# NLP : transform a text into embeddings using TF-IDF

### **TF-IDF**: Term Frequency-Inverse Document Frequency 

### Before talking about TF-IDF I am going to talk about the simplest form of transforming the words into embeddings, ***the Document-term matrix.*** In this technique you only need to build a matrix where each row is a phrase, each column is a token and the value of the cell is the number of times that a word appeared in the phrase.

![image.png](attachment:image.png)

### After that to get the similarity between two phrases you only need to choose the similarity method and apply it to the phrases rows. **The major problem of this method is that all words are treated as having the same importance in the phrase.**

### To address this problem TF-IDF emerged as a numeric statistic that is intended to reflect how important a word is to a document.
### TF-IDF gets this importance score by getting the term’s frequency (TF) and multiplying it by the term inverse document frequency (IDF). The higher the TF-IDF score the rarer the term in a document and the higher its importance.
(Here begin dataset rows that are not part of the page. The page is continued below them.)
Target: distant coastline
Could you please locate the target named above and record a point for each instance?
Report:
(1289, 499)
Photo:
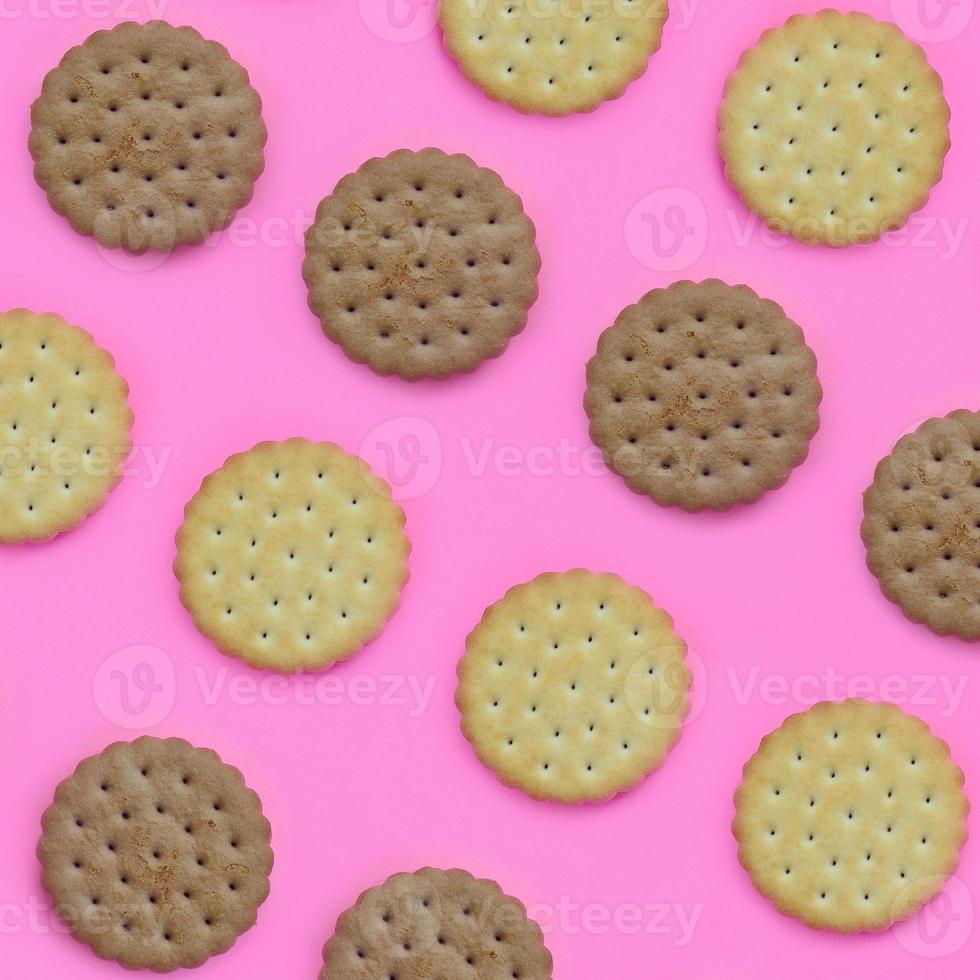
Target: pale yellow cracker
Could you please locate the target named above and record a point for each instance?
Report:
(553, 57)
(573, 687)
(292, 555)
(64, 426)
(834, 128)
(850, 816)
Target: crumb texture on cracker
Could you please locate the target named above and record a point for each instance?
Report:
(573, 687)
(921, 524)
(421, 264)
(553, 58)
(834, 128)
(156, 854)
(147, 136)
(292, 555)
(435, 923)
(703, 395)
(850, 816)
(64, 426)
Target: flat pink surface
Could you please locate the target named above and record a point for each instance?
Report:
(367, 773)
## How to calculate TF-IDF?

## The term frequency it’s how many times a term appears in the document, for example: 
   ## if the word ‘stock’ appears 20 times in a 2000 words document the TF of stock is    
   ## 20/2000 = 0.01.

## The IDF is logarithmic of the total number of documents divided by the total number of documents that contain the term, for example: 
   ## if there are 50.000 documents and the word ‘stock’ appears in 500 documents so the IDF
   ##  is the log(50000/500) = 4.6. So the TF-IDF of ‘stock’ is 4.6 * 0.01 = 0.046.




In [6]:
from sklearn.feature_extraction.text import TfidfVectorizer

# converting the text data to feature vectors (numeric values)
vectorizer = TfidfVectorizer()

# accept a list (or an iterable) containing a single element.
feature_vectors = vectorizer.fit_transform(["my name is nouhaila and i'm learning nlp"])

print(feature_vectors)

  (0, 5)	0.3779644730092272
  (0, 2)	0.3779644730092272
  (0, 0)	0.3779644730092272
  (0, 6)	0.3779644730092272
  (0, 1)	0.3779644730092272
  (0, 4)	0.3779644730092272
  (0, 3)	0.3779644730092272


## To understand this output assume that :

## The general form:  (A,B)  C
### A: Document index 
### B: Specific word-vector index 
### C: TFIDF score for word B in document A  

## This is a sparse matrix. It indicates the tfidf score for all non-zero values in the word vector for each document.